O líder do PSD no Senado, Otto Alencar (BA), disse que está articulando pela realização da sessão e pela derrubada do veto:

— A derrubada desse veto é muito importante para os setores que mais empregam no país. Se for mantido, as empresas serão reoneradas, e podemos ter mais milhões de desempregados. Acho que o governo não quer isso para 2021.

Contra o veto:  Sindicatos fazem manifestação em Brasília pela prorrogação da desoneração da folha de empresas

O líder do DEM na Câmara, Efraim Filho (PB), também avalia que o veto da desoneração será derrubado:

— Será o grande desafio do país, preservar os empregos e gerar novas oportunidades. E estamos falando dos 17 setores que mais empregam no país. Manter a desoneração da folha será essencial para contribuir com a retomada econômica do Brasil.

Já o líder do Podemos no Senado, Álvaro Dias (PR), disse que houve um compromisso de que a votação ocorra ainda esta semana e que espera que ele seja cumprido:

— Amanhã (hoje) teremos reunião de líderes do Congresso para discutir a pauta de quarta-feira (amanhã). Espero que não recuem. Está compromissado.

Um eventual adiamento pode ser “catastrófico”, na visão de entidades empresariais e de trabalhadores. Líderes dos segmentos que são afetados com a decisão do presidente Jair Bolsonaro dizem que a simples mudança de data da votação da matéria pode gerar demissões em massa.

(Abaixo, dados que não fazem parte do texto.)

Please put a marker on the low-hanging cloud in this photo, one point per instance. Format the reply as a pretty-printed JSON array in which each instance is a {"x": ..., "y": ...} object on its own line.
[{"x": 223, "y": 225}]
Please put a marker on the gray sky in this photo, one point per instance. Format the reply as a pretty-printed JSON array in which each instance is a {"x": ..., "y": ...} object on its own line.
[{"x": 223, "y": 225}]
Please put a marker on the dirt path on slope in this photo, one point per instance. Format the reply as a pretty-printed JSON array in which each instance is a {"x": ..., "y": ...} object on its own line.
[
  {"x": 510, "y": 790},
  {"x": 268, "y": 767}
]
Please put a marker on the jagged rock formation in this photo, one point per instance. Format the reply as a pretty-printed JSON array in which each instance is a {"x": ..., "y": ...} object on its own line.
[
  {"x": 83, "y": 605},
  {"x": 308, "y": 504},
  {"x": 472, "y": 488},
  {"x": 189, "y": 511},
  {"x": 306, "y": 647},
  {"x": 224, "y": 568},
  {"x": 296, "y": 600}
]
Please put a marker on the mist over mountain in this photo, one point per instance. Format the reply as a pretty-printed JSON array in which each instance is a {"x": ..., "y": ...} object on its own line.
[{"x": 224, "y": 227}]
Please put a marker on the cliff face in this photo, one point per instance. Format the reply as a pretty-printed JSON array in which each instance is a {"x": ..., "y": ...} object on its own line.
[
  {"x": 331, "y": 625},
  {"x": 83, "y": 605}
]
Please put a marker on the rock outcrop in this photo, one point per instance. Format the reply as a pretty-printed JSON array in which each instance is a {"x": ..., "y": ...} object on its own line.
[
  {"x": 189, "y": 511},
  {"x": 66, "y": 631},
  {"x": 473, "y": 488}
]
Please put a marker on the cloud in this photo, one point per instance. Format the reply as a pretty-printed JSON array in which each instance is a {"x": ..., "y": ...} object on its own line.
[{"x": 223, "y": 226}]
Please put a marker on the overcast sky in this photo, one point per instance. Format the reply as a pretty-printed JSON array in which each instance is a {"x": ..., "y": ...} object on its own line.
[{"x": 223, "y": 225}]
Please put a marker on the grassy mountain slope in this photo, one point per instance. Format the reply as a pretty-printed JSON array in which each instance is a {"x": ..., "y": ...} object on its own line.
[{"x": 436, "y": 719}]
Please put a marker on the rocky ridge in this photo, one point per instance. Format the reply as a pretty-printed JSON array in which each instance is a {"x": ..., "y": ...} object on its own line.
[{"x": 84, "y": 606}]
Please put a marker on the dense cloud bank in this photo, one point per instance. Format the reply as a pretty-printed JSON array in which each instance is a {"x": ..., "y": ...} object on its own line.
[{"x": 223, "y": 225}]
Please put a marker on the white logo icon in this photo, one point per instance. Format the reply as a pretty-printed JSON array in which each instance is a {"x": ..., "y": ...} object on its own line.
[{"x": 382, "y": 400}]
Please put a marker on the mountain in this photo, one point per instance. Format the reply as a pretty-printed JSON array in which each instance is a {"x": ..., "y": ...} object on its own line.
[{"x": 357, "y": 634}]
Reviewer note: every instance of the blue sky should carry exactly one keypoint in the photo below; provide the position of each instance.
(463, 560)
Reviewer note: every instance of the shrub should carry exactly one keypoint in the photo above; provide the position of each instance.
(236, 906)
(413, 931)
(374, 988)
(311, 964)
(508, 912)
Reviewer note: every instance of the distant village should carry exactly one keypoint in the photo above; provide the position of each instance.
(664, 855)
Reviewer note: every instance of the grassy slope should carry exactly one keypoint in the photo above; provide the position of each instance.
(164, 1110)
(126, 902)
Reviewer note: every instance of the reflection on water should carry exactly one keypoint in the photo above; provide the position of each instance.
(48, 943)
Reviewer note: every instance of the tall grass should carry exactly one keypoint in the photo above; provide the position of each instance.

— O simples adiamento da votação será uma catástrofe. As empresas precisam se planejar. Não dá para imaginar que se pode ter um aumento de custo de 7,5% a partir de janeiro, as empresas vão começar a demitir ainda em novembro e dezembro — afirma Vivien Suruagy, presidente da Confederação Nacional da Tecnologia da Informação e Comunicação (Contic).

Aumentos de custos
Para ela, a manutenção do veto pode gerar 1,5 milhão de desempregados — ou 25% das seis milhões de vagas dos setores afetados. Dos dois milhões de empregos dos setores que representa, Vivien prevê corte de 300 mil vagas em call centers, 100 mil em TI e 100 mil em infraestrutura de rede:

— E com um agravante, no call center muitas vagas são o primeiro emprego de mulheres, jovens mães, com um impacto social muito forte.

José Carlos Martins, presidente da Câmara Brasileira da Indústria da Construção (Cbic), afirma que, além de demissões, o setor deixará de contratar. Ele lembra que, neste ano de crise, a construção gerou mais de 100 mil vagas:

— Não podemos pensar que se trata de desoneração, mas da manutenção de um sistema que já está em vigor. Ou seja, se o veto for mantido, vai representar aumento de custos.

Ricardo Santin, presidente da Associação Brasileira de Proteína Animal (ABPA), lembra que esse aumento de custos vai acabar pesando no bolso do trabalhador:

— Só nos setores de aves, suínos e ovos, o impacto é da casa de R$ 1 bilhão. Fatalmente, teremos desemprego, perda da capacidade de geração de novos empregos e crescimento e, mais do que isso, reflexo direto na mesa do nosso consumidor, com mais aumento e inflação dos alimentos.

Ricardo Patah, presidente da União Geral dos Trabalhadores (UGT), lembra que a manutenção do veto de Bolsonaro vai turbinar um problema social que já deve ocorrer nos próximos meses:

— Se o veto for mantido, será muito ruim, justo em um momento em que parte da população já vai ficar sem o auxílio emergencial.